District information
- Type: Public
- Motto: A District with Passion & Purpose
- Grades: Pre-K through 12
- Established: April 24, 1961; 64 years ago
- Superintendent: Mrs. Paige Meloni
- Governing agency: Texas Education Agency
- Schools: 16
- Budget: $174 million (2018–19)
- NCES District ID: 4839480

Students and staff
- Students: 15,875 (2021–22)
- Teachers: 987.6 (2021–22)
- Staff: 1,824.3 (2021–22)

Other information
- Website: scucisd.org

= Schertz-Cibolo-Universal City Independent School District =

School district in Texas, United States

Schertz-Cibolo-Universal City Independent School District (SCUC ISD) is a public school district based in Schertz, Texas, United States. In addition to Schertz, the district serves the city of Cibolo and parts of Universal City and a small portion of Marion. The district lies in two counties: Guadalupe and Bexar. In 2022, the school district was rated "B" by the Texas Education Agency, with a score of 87 out of 100.

== History ==
SCUC ISD was formed by merges of existing schools and school systems during the twentieth century. Early local schools included Cibolo Valley school and Lower Valley School In 1916, Cibolo voters approved a bond election to build a new high school. The Schertz and Cibolo School Districts combined in the 1930s. On April 24, 1961, the school system became an independent school district. In 1966, the community served by the Lower Valley School voted to consolidate with the Schertz-Cibolo system.
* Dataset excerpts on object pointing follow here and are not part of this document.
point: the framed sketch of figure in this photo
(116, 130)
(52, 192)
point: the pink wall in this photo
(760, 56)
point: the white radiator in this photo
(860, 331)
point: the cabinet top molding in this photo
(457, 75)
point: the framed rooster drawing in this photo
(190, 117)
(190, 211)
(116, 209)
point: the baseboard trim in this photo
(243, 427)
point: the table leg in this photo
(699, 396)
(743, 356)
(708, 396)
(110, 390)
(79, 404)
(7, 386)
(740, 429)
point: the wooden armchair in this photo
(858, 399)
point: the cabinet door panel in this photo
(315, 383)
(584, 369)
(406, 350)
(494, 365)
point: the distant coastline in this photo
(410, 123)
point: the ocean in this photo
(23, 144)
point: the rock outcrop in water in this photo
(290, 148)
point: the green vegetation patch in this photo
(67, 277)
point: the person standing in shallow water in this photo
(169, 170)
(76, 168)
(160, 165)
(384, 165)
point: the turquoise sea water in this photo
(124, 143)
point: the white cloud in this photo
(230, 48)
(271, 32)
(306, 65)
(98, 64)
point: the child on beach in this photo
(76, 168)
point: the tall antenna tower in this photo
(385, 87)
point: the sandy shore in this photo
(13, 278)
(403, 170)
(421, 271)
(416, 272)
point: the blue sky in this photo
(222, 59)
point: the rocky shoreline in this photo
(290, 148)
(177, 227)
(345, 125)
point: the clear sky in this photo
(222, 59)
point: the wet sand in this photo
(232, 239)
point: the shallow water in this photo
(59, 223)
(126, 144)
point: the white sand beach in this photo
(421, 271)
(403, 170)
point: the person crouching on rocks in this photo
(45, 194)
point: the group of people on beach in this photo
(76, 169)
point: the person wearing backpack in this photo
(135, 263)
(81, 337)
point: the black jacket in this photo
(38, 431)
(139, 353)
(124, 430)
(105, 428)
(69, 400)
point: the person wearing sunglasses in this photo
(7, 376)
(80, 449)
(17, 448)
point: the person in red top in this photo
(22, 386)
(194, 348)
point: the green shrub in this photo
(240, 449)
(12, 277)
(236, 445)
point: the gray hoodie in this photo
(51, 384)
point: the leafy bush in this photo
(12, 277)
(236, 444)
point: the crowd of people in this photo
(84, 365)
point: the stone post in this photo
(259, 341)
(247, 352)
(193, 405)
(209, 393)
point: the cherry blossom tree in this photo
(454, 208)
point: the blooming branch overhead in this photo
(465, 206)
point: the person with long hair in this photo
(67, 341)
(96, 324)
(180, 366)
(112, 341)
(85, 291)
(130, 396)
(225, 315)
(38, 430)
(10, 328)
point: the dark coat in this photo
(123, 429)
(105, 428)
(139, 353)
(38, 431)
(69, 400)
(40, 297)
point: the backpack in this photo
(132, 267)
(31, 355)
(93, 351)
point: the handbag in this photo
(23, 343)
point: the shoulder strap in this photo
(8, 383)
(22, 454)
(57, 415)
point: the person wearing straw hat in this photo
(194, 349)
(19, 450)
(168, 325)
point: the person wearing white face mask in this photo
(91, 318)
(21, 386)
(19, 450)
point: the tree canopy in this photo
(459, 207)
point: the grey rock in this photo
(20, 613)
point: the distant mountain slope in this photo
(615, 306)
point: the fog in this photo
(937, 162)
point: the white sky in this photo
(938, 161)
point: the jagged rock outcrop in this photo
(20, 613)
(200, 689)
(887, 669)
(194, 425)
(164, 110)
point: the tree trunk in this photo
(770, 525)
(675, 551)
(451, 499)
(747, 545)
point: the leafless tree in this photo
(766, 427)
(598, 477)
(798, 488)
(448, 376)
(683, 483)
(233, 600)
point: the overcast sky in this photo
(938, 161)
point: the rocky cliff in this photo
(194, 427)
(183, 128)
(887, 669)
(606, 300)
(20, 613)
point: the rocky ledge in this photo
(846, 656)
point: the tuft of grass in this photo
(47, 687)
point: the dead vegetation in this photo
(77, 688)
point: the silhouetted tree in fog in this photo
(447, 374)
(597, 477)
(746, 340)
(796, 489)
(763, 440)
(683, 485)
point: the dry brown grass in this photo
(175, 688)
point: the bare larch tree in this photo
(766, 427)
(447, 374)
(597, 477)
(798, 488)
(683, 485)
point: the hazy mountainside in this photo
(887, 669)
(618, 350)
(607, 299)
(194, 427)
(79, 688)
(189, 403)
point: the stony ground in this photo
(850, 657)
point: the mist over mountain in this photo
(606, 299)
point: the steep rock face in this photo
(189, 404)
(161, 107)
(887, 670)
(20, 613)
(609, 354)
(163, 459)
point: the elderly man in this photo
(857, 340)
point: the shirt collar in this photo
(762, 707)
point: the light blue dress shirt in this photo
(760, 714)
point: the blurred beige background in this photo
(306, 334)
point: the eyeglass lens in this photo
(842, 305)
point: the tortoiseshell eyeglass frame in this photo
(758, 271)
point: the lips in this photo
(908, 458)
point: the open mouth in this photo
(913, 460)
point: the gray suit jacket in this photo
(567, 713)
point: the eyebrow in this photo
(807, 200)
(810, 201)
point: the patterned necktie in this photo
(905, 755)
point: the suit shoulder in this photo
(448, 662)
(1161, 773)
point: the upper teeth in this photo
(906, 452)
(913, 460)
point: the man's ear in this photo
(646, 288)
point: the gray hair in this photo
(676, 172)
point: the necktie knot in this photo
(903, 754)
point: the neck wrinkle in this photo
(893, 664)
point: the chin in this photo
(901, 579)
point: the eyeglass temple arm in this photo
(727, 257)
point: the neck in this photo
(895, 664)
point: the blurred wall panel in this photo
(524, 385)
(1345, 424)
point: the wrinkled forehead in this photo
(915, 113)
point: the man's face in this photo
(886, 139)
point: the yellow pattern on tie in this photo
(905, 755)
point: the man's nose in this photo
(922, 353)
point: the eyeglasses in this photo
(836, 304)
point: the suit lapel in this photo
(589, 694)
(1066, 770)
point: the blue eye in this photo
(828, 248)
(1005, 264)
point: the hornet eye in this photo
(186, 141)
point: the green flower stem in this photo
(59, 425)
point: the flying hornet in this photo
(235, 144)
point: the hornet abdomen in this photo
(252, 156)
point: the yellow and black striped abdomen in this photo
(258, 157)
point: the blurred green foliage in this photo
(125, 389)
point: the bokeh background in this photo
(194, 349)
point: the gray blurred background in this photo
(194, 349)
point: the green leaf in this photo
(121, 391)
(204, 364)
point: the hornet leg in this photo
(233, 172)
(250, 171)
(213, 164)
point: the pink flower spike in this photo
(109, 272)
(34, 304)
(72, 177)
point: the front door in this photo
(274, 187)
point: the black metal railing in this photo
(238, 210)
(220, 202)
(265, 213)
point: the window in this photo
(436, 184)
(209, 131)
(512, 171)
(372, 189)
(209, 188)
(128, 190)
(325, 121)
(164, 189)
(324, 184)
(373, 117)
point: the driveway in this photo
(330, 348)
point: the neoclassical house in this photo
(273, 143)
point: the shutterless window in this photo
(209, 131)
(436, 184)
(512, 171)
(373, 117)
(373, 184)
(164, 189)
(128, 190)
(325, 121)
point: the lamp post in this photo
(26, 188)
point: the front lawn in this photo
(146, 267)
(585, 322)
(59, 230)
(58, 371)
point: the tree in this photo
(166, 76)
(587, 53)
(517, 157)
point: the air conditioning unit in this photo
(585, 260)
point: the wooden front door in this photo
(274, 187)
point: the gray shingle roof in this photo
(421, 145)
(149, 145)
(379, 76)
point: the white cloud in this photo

In 1967, Universal City was added to the name.

==Schools==
===High schools===
The high schools cover grades 9-12.
- Allison Steele Enhanced Learning Center (Schertz)
- Byron P. Steele II High School (Cibolo)
- Samuel Clemens High School (Schertz)

===Junior high schools===
The junior high schools cover grades 7–8.
- J. Frank Dobie Junior High (Cibolo)
- Ray D. Corbett Junior High (Schertz)

===Intermediate schools===
The intermediate schools cover grades 5–6.
- Barbara Jordan Intermediate (Cibolo)
- Laura Ingalls Wilder Intermediate (Schertz)
- Elaine S. Schlather Intermediate (Cibolo)

===Elementary schools===
The elementary schools cover grades K-4, as well as preschool.
- Cibolo Valley Elementary (Cibolo)
- Green Valley Elementary (Schertz)
- Maxine & Lutrell Watts Elementary (Cibolo)
- Norma J. Paschal Elementary (Schertz)
- O.G. Wiederstein Elementary (Cibolo)
- Rose Garden Elementary (Schertz)
  - In August 2018, the former Rose Garden Elementary (Universal City) closed down.